The Golden and Bryant families have filed lawsuits against Dr. Jens Chapman, the companies, the University of Washington, Harborview Medical Center and Washington state. The lawsuits say that Chapman knew the cement caused lethal clotting and that the university and hospital knew or should have known the product had been prohibited for such use. The first trial is scheduled for June in Seattle.

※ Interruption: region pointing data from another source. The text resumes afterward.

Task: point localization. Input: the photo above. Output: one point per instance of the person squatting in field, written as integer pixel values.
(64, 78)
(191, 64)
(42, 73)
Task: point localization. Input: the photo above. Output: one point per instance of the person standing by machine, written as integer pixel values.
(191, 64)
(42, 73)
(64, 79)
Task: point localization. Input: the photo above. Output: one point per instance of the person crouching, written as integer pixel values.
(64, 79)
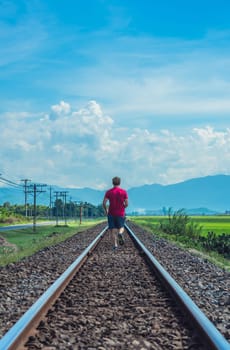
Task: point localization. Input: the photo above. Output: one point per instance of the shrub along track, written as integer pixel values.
(23, 282)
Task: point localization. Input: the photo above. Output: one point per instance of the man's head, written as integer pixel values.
(116, 181)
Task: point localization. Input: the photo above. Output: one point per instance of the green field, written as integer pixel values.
(217, 224)
(24, 242)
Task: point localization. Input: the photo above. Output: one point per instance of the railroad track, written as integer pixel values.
(119, 299)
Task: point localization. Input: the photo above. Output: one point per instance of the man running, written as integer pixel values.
(118, 201)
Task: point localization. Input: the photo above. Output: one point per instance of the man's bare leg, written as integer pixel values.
(121, 235)
(114, 233)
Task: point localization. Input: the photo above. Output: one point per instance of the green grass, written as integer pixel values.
(217, 224)
(25, 242)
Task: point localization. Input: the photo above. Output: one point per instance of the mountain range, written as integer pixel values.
(204, 195)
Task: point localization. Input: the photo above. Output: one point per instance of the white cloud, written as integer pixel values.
(86, 148)
(61, 108)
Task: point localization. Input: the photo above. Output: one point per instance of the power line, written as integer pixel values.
(10, 183)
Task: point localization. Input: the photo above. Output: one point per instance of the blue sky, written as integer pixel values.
(96, 88)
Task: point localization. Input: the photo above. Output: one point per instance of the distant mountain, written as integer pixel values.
(208, 194)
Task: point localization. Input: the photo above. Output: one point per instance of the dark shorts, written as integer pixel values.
(116, 221)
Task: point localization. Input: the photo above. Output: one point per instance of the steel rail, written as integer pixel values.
(213, 338)
(18, 334)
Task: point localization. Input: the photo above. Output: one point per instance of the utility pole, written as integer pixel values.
(56, 207)
(35, 189)
(50, 207)
(63, 194)
(25, 191)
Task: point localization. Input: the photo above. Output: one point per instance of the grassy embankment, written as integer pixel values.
(216, 224)
(20, 243)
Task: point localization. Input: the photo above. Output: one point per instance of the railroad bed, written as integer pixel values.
(115, 304)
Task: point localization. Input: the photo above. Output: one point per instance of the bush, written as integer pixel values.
(179, 224)
(218, 243)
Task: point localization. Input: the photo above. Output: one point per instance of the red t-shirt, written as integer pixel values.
(116, 197)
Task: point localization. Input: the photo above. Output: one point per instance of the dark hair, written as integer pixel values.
(116, 181)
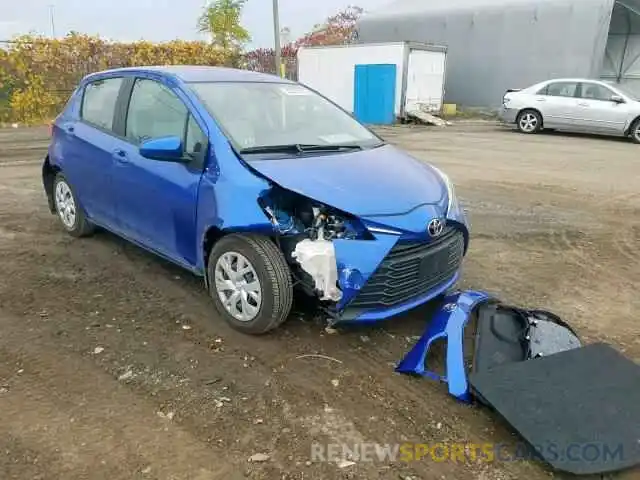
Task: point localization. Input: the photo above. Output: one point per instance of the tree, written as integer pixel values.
(339, 29)
(221, 19)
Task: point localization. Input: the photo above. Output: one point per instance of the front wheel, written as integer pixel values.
(634, 131)
(250, 283)
(529, 121)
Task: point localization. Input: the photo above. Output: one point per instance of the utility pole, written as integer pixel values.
(276, 35)
(53, 25)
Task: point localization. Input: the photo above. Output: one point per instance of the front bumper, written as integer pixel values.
(408, 274)
(508, 115)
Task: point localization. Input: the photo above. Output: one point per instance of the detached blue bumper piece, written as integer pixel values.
(447, 323)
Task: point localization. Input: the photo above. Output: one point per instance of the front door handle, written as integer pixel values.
(120, 155)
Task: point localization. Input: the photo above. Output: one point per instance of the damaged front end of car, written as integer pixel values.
(369, 267)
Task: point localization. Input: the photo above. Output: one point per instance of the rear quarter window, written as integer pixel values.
(99, 102)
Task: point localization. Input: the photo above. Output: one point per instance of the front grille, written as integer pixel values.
(411, 269)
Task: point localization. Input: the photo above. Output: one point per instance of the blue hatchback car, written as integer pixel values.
(258, 185)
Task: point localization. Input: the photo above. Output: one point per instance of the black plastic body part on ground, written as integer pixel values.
(578, 409)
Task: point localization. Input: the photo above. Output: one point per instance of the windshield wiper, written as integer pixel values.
(298, 148)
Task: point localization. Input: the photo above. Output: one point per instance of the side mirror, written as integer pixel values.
(167, 149)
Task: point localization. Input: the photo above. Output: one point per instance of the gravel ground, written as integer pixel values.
(114, 365)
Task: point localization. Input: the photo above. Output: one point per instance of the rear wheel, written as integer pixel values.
(250, 283)
(70, 214)
(529, 121)
(634, 132)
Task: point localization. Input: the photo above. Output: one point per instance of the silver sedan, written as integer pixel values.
(579, 105)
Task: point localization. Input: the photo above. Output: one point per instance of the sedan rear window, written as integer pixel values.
(99, 102)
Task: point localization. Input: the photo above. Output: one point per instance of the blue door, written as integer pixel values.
(156, 200)
(375, 93)
(85, 144)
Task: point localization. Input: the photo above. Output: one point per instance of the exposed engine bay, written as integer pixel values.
(306, 231)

Synthes and Norian had been sued before. In 2012, they were accused of wrongful death and negligence by the family of an Oklahoma woman who died at the Texas Back Institute in 2003.

A surgeon injected the bone cement into the spine of Lois Eskind, 70, while a sales representative for the companies watched, court records show. The product leaked into Eskind’s veins and led to the clotting that killed her, according to the woman’s daughter.

The daughter told a Pennsylvania court that the companies failed to file a report about the death with the FDA and that the surgeon had simply told the family: “I’m sorry. She didn’t make it.”

Eskind’s family, Synthes and Norian settled the lawsuit through private mediation, according to court documents.

Synthes and Norian, along with four top executives, were indicted in 2009 on charges of conducting unauthorized clinical trials despite warnings that the bone cement caused deadly blood clots. Norian agreed to pay a $22.5 million penalty, Synthes paid a $669,800 fine, and the executives went to prison.